American truck brand Western Star has dragged itself into the  technology era  with he announcement that it has introduced Blind spot radar its range, saying it gives ‘drivers even greater confidence behind the wheel’.

Western Star importer, Penske, says  the new technology ‘helps eliminate the dangers associated with blind spots at all times and in all weather conditions, by scanning the area alongside the truck, the ‘Spotto’ blind spot radar system’ .

The system is mounted to the passenger-side step, the radar uses advanced microwave technology to detect objects that might be hidden from the driver’s view including vehicles, motorcycles, bicycles, pedestrians, and infrastructure.

An indicator fitted in the passenger-side A-pillar, within the driver’s direct line-of-sight when checking their side mirror, provides visual and audible alerts to potential collisions with objects in the blind area.

The radar system utilises intelligent algorithms to calculate the velocity and distance of objects relative to the side of the truck, resulting in a safety system that’s accurate and reliable, with minimal false alerts.

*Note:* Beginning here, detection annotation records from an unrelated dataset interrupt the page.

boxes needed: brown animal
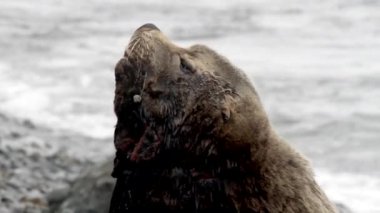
[110,24,335,213]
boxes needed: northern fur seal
[110,24,335,213]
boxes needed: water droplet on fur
[133,95,141,103]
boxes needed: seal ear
[222,107,231,122]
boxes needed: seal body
[110,24,335,213]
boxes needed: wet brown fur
[110,24,335,213]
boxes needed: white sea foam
[316,170,380,213]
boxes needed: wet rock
[335,203,353,213]
[48,160,115,213]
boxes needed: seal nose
[137,23,160,31]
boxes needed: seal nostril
[137,23,160,31]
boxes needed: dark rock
[48,160,115,213]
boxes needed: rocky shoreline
[0,113,351,213]
[0,114,113,213]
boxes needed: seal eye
[115,73,123,82]
[180,58,194,74]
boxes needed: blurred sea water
[0,0,380,213]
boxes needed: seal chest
[110,24,335,213]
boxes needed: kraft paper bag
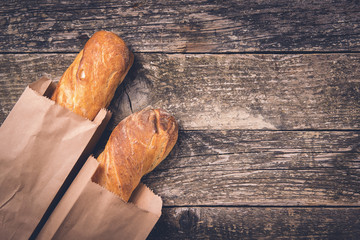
[37,157,162,240]
[0,78,111,239]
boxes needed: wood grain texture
[139,130,360,206]
[0,0,360,53]
[148,207,360,240]
[0,54,360,130]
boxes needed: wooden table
[0,0,360,239]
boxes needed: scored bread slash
[92,108,178,202]
[51,31,134,120]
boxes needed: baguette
[51,31,134,120]
[92,108,178,202]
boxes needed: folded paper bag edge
[37,156,162,240]
[28,76,55,96]
[0,77,111,239]
[36,156,99,240]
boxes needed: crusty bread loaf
[51,31,134,120]
[92,108,178,202]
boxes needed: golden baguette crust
[51,31,134,120]
[92,108,178,202]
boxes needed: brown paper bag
[37,157,162,240]
[0,78,111,239]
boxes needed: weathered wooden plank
[0,54,360,129]
[153,130,360,171]
[143,163,360,206]
[148,207,360,240]
[96,130,360,206]
[0,0,360,53]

“The introduction of the option to have the blind spot radar option fitted to any vehicle across the Western Star range will give drivers that added assurance when changing lanes or making turns,” said Dale Christensen, national sales manager – Western Star Trucks, Penske Australia.

“By contacting one of our Western Star dealers, existing or new customers can have the radar system installed on their truck.

“And for customers who get in before the end of May, a special price of $900 is currently on offer.”

The Spotto radar has been developed in Australia by technology supplier FleetSafe, specifically to address the issue of collisions due to blind spots around trucks.

“It’s made for trucks and engineered to withstand the harsh environment of Australian trucking,” said Ian Kalmek, business development manager at FleetSafe.

“We’re thrilled to be partnering with Penske and the Western Star brand to enhance the safety of their trucks.”